Günstig ist das Studio Display XDR zwar mit mindestens 3399 Euro (ohne Ständer und mit VESA-Mount) nicht, doch im Wettbewerb mit professionellen Bildschirmen für den medizinischen Bereich ist dieser Preis geradezu ein Schnäppchen – besonders wenn man 5K-Auflösung und Helligkeit einberechnet. Allerdings ist der Screen mit 27 Zoll relativ klein geraden, das Pro Display XDR, zuletzt völlig veraltet, hatte Apple mit seinen knapp 32 Zoll ersatzlos aus dem Programm gestrichen.

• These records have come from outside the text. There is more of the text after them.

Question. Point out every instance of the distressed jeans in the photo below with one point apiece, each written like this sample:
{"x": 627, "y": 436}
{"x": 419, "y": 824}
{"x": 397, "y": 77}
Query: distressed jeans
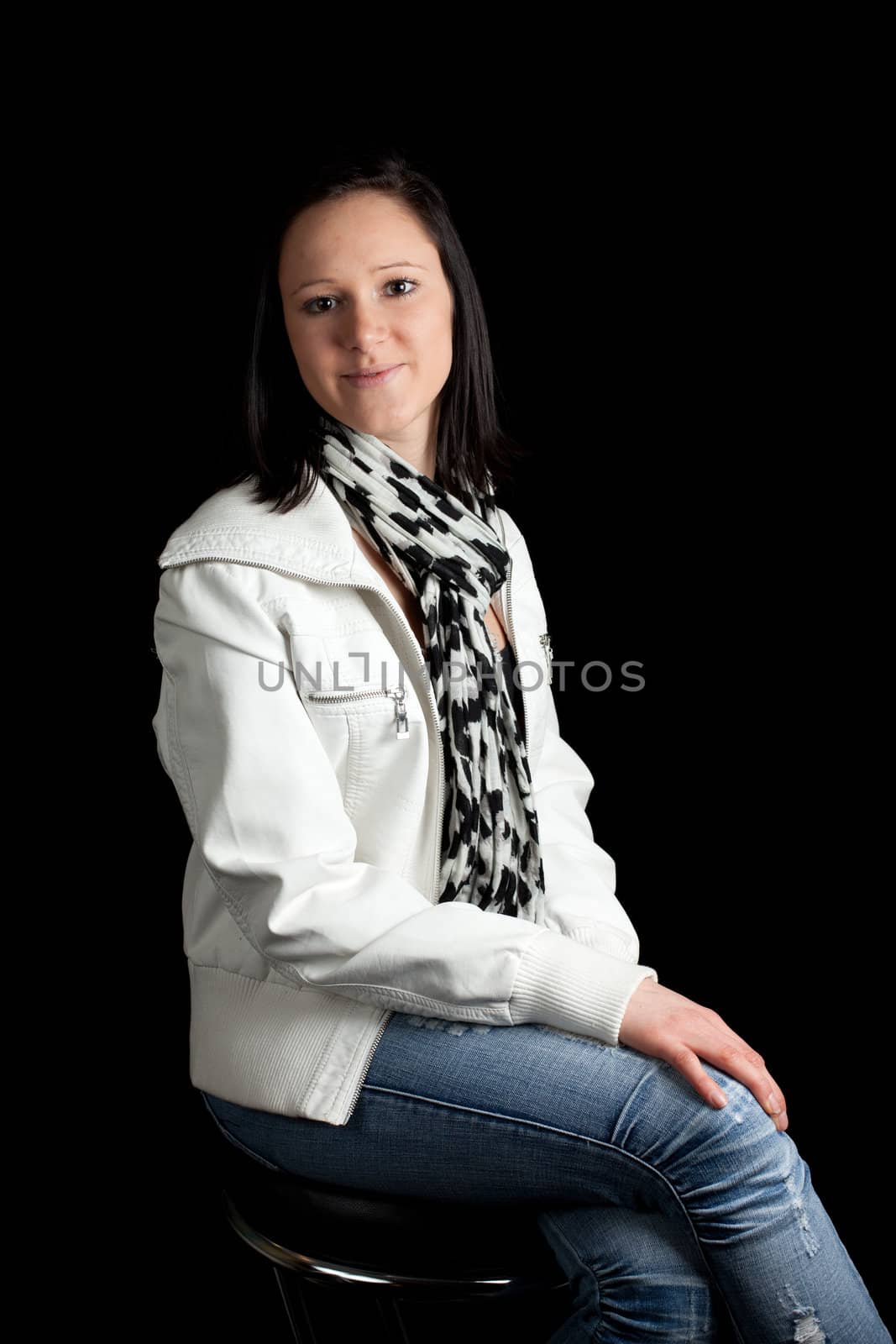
{"x": 688, "y": 1214}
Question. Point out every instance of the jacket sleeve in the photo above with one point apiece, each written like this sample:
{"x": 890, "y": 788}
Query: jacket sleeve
{"x": 266, "y": 815}
{"x": 579, "y": 877}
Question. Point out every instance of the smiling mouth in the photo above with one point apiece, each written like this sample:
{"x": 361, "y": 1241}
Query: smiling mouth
{"x": 372, "y": 380}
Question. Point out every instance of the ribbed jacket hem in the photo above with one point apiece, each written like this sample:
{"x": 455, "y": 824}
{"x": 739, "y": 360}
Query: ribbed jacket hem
{"x": 573, "y": 987}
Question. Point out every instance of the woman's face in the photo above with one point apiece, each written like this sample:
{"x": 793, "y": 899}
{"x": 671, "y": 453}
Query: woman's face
{"x": 363, "y": 286}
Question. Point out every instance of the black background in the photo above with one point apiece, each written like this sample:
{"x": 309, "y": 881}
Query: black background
{"x": 661, "y": 302}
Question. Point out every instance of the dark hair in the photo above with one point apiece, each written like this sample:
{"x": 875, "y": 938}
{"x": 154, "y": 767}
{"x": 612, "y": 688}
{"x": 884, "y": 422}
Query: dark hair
{"x": 281, "y": 420}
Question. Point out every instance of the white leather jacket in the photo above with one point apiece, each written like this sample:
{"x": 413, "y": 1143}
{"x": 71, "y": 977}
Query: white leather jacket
{"x": 298, "y": 725}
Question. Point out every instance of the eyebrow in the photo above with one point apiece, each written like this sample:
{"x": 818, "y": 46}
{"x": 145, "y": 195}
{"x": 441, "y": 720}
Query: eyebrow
{"x": 328, "y": 280}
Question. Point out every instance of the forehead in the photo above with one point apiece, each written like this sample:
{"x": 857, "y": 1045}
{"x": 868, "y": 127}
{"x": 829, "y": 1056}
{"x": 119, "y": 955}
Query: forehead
{"x": 351, "y": 233}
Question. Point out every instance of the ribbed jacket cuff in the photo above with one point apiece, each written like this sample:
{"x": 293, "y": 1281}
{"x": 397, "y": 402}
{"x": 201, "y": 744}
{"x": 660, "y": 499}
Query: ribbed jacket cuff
{"x": 566, "y": 984}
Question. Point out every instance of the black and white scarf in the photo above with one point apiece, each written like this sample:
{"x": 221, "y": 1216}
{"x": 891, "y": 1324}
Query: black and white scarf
{"x": 453, "y": 559}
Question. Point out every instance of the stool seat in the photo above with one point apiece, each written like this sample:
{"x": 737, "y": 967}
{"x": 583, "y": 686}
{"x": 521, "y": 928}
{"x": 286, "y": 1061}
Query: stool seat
{"x": 332, "y": 1231}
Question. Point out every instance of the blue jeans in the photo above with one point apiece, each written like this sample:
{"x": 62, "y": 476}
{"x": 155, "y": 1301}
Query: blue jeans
{"x": 687, "y": 1211}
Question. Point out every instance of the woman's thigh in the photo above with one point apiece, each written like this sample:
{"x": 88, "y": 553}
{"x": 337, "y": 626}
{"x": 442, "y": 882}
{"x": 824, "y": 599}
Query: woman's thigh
{"x": 506, "y": 1115}
{"x": 532, "y": 1115}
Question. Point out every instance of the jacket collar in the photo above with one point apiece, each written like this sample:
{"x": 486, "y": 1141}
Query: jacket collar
{"x": 313, "y": 539}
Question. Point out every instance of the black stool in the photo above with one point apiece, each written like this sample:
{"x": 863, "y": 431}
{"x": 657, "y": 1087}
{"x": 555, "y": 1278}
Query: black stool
{"x": 402, "y": 1269}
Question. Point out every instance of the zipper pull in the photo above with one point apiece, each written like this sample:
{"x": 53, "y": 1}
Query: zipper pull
{"x": 544, "y": 640}
{"x": 401, "y": 712}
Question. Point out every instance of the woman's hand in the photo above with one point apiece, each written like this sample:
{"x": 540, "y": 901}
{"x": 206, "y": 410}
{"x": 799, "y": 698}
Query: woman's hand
{"x": 661, "y": 1023}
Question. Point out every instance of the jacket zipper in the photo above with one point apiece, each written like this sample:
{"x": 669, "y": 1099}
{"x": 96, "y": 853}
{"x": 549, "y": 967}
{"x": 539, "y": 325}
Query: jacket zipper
{"x": 396, "y": 692}
{"x": 548, "y": 654}
{"x": 402, "y": 622}
{"x": 411, "y": 638}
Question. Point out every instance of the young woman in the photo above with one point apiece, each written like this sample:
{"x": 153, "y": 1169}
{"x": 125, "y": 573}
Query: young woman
{"x": 409, "y": 968}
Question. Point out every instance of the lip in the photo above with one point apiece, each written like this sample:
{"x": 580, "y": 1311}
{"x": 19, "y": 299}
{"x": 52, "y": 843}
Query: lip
{"x": 378, "y": 380}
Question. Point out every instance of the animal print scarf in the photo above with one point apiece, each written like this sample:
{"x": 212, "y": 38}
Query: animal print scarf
{"x": 453, "y": 559}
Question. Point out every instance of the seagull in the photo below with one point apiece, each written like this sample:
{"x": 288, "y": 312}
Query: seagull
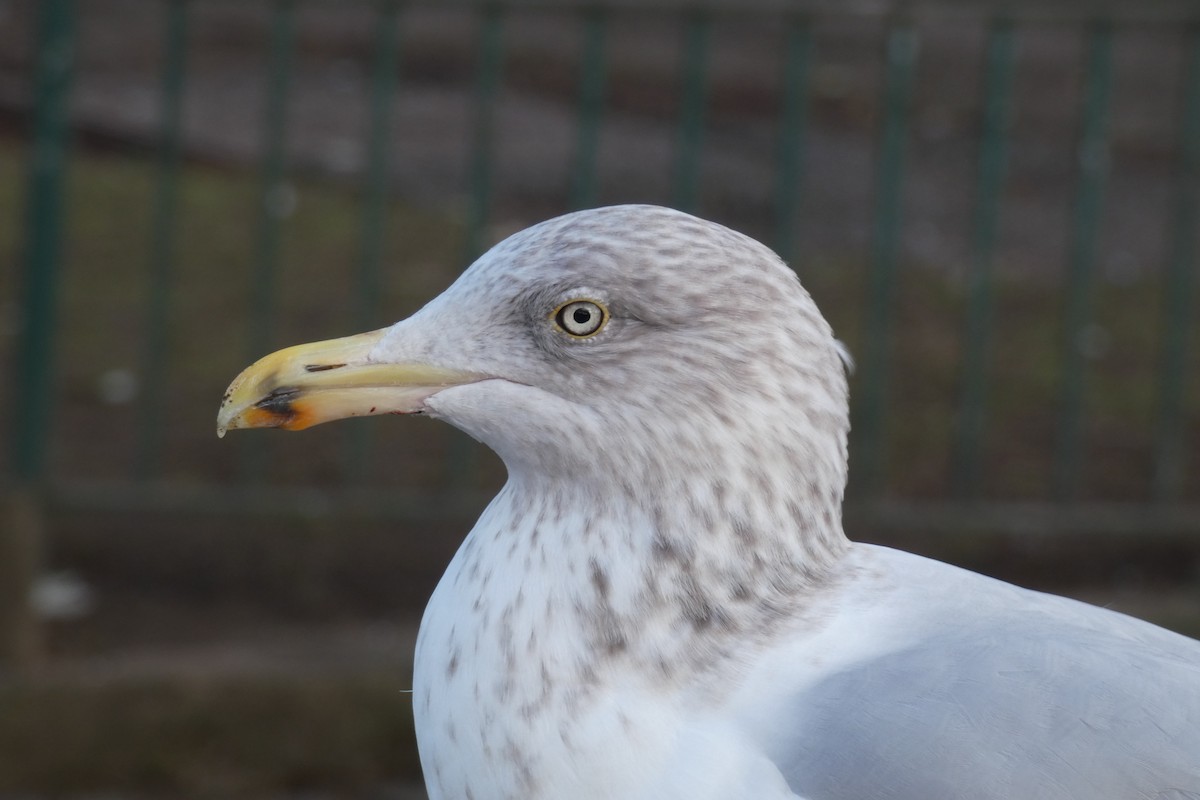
{"x": 661, "y": 605}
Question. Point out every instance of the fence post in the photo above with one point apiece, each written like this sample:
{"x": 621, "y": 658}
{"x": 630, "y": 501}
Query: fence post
{"x": 21, "y": 513}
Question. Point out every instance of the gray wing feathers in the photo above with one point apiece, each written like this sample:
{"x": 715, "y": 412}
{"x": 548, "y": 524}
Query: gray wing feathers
{"x": 1030, "y": 710}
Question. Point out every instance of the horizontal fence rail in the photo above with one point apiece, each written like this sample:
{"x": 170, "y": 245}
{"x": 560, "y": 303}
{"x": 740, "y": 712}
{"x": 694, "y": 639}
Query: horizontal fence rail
{"x": 599, "y": 94}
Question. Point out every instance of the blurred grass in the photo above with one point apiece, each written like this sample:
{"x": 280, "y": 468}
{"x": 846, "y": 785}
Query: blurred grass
{"x": 239, "y": 737}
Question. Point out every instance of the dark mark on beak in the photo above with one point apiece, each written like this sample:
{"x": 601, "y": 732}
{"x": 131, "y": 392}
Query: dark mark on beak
{"x": 279, "y": 402}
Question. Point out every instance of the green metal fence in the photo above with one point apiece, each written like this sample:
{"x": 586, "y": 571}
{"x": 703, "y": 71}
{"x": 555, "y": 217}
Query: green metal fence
{"x": 154, "y": 475}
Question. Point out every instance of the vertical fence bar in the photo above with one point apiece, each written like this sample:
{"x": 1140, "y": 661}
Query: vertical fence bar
{"x": 274, "y": 204}
{"x": 691, "y": 112}
{"x": 43, "y": 240}
{"x": 1093, "y": 167}
{"x": 901, "y": 67}
{"x": 1179, "y": 298}
{"x": 21, "y": 507}
{"x": 461, "y": 458}
{"x": 592, "y": 85}
{"x": 793, "y": 127}
{"x": 162, "y": 240}
{"x": 993, "y": 167}
{"x": 487, "y": 80}
{"x": 375, "y": 211}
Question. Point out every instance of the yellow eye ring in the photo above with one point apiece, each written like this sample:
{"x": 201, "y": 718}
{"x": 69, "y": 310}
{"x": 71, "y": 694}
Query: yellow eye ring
{"x": 581, "y": 318}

Zertifizierung in weiteren Regionen angestrebt
Apple hatte bereits zuvor mitgeteilt, dass man DICOM-Fähigkeit und medizinische Kalibrierung anstrebt, mit der FDA-Zulassung sind sie nun offiziell. Für DICOM bietet macOS in der aktuellen Version passende Presets, die sich durch die Systemeinstellungen auswählen lassen. Apple bereitet offenbar auch eine Zertifizierung in weiteren Ländern vor, darunter vermutlich Europa. Auch hier könnte der Konzern mit dem Screen im Radiologie-Bereich punkten.
Das Studio Display XDR spielt seine Vorteile allerdings nur mit passenden Macs aus. So sind nur Apple-Silicon-Geräte überhaupt kompatibel, 120 Hertz unterstützen nur neuere Macs beziehungsweise bessere ausgestattete Maschinen. M1, M1 Pro, M1 Max, M1 Ultra, M2 und M3 stellen nur 60 Hertz dar.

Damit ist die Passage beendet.